Resilience treats protect, detect, and recover as three pillars of one operating discipline rather than three line items on three different invoices.
Protect means the data that runs the business lives somewhere ransomware cannot reach with stolen credentials. Immutable, air-gapped, identity-isolated storage are baseline now, not premium.
Detect means somebody is watching around the clock, with the expertise to tell signal from noise. The most consequential ransomware actions in 2025 happened outside business hours, when most SMBs have no one watching. Closing that window changes outcomes.
Recover means the restore has been rehearsed, not assumed. Plenty of organizations discover the gaps in their recovery plan during the recovery itself, when there is no time left to fix them.
How the CyberFortress Trinity Platform Closes the Loop
The CyberFortress Trinity Platform was built around that three-pillar view. It pairs DeepSeas Endpoint MDR for 24/7 expert detection and response with Veeam-powered backups in immutable, geo-separated storage and orchestrated, validated recovery.
The shift that matters is operational. Protect, detect, and recover stop being three separate purchase decisions handed to three different teams. They start working together, with one provider accountable for the outcome.

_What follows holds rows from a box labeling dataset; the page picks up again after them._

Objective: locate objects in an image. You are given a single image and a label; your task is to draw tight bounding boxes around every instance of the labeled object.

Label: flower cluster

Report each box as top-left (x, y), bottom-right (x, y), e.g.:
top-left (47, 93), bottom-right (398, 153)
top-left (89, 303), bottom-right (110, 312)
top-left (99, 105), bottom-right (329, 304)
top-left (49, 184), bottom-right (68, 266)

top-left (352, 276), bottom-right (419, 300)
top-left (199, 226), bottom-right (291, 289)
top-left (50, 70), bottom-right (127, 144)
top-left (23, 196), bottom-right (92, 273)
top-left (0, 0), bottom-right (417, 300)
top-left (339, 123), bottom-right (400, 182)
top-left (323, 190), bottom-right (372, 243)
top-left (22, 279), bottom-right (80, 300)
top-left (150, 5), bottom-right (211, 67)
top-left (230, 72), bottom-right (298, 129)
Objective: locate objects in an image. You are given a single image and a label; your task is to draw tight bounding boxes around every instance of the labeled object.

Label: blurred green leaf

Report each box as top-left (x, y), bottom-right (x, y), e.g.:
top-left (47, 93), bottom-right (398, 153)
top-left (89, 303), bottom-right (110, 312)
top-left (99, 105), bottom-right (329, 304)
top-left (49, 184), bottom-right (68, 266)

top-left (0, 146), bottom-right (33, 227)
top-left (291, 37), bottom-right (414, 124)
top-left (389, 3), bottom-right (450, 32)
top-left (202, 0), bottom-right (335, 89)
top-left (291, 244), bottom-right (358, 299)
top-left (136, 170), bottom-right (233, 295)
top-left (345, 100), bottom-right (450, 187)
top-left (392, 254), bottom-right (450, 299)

For an SMB, that change matters more than any individual feature.
Three Questions Worth Sitting With
If the DriveSavers story landed somewhere uncomfortable, three questions are worth taking into your next leadership meeting.
- If our most critical systems were encrypted on a Friday night, what could we restore from a backup the attacker cannot reach, and have we actually tested it?
- Who is watching our environment at 2 a.m. on a holiday weekend, and what authority do they have to act before any of us sees the alert?
- When was the last time we measured our security posture against what could realistically go wrong, instead of against a checklist?
The companies that survive the next wave of SMB ransomware will not be the ones with the largest budgets. They will be the ones that took those questions seriously and built the answers before they needed them.
No SMB leader wants to be the next call into that data crisis counselor’s queue. The work to avoid it begins well before the phone rings.